Science does not exist to oust religion. Science exists to explain and understand our natural world. Indeed, many religious people (including scientists) find the discovery process deeply spiritual and enlightening. Scientific wonder can deepen the appreciation for our natural world, which in turn, can deepen a person's faith in the existence of a higher power. As science reveals the beauties and intricacies of the natural world, it never challenges the existence of God. Science tests hypotheses using the scientific method. For a hypothesis to be evaluated, it must be testable and capable of being disproved. The existence of God is an idea taken on faith. No physical method exists to test for the presence of God. Thus, science can never disprove God, and real science will never claim to do so. Big-picture religious ideals are very different than adherence to a fundamentalist belief system. Science can, and has, disproved notions set forth by certain religious groups about the timeline of Earth's formation, for example. This is because a hypothesis such as "the Earth was created 10,000 years ago" is testable.
So we tested it. The ideological war on science is coming from a group of fundamentalists who fail to see the beauty in science and deny the facts of the natural world as they are revealed to us through experimentation and thoughtful observation. Fighting an ideological war seems impossible, and it truly may be impossible to open the minds of a group of people deeply and emotionally invested in clinging to fundamentalist stories. As a scientist and a Catholic (me, not the book club), it is disheartening to see this ideological war on science conflated to a war between religion and science in many media representations. This ideological war may never end, but that doesn't mean that all religious people (most of the world) are at odds with science. To keep it this way, the process of science – the process of discovering the natural wonders of the world – must be discussed openly, with emotion, and with reverence.
The Industrial War on Science
Unlike the ideological war on science, I don't have much sympathy or hope around the industrial war on science. The industrial war on science is a dirty game played by powerful people designed to sow doubt, fear, and uncertainty in our already complicated society. Basically, whenever science uncovers information about our world that may cut into the profits of certain industries, the industries launch strategic public relations campaigns to discredit the scientific claims so they can keep making money.
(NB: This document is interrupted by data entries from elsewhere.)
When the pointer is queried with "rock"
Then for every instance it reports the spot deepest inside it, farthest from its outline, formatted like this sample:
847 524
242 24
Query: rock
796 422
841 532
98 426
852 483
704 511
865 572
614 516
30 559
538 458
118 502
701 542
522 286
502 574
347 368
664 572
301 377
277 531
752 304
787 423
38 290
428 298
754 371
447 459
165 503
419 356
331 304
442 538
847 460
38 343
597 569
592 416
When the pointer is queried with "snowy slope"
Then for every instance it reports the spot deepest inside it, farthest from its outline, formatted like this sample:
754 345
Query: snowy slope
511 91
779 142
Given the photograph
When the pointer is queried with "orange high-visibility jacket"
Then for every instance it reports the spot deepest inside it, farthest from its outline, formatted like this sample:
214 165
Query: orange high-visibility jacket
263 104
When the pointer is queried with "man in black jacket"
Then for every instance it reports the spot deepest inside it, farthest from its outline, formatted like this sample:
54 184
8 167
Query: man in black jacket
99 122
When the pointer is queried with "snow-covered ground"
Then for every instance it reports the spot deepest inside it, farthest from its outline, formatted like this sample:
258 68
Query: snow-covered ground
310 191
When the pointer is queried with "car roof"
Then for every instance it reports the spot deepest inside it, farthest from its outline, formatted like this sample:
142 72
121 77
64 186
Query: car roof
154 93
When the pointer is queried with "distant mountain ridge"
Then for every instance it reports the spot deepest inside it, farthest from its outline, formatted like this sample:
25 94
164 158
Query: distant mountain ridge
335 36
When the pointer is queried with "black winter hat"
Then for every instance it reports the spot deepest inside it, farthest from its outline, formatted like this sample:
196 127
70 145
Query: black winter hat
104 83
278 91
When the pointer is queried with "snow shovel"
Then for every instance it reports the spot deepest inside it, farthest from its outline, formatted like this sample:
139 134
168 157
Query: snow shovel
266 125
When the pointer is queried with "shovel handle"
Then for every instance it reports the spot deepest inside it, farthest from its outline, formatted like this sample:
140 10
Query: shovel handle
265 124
This is what happened with Big Tobacco in response to scientists uncovering the link between smoking and cancer.
This is what is happening with Big Oil in response to science uncovering the relationship between man and climate change.
Otto mapped out the PR tactics in detail. The responses from big companies are predictable: underline the uncertainties in the studies, bash the scientists, play games with statistics, prey on fears, etc. But no matter how predictable big industry's response to science is, their tactics are scarily effective.
Our book club struggles to understand one particular part of this industrial war: Who, as a person, is so devoid of a moral compass that she/he is willing to intentionally mislead the general public? Who would willfully commit themselves, along with the rest of the world, to a fate stemming from a disrupted global climate? Denying the truth of such a far-reaching issue like man-made climate change hurts all of us – including the willful deniers – in the end. Money (therefore power) is the only practical reason someone would devise these deceptive PR campaigns. The book club realizes that everyone must pay the bills, but we wonder if there is not an alternative in which a person could financially support herself/himself and keep their integrity? So what are we to do? Can science fight the blaze of misinformation with the flame of knowledge? Can we sow the seeds of scientific literacy as effectively as those who sow fear and doubt?
Otto reminds us, "knowledge is power, so it follows that suppression of knowledge to protect vested interests ultimately weakens government." Spreading scientific literacy empowers others to think for themselves. When people can think for themselves and reject the propaganda of vested interests, our democracy is protected. But who can distinguish a single flame amidst a wildfire? Science has evidence and knowledge, but it seems knowledge just doesn't spread as quickly as fear.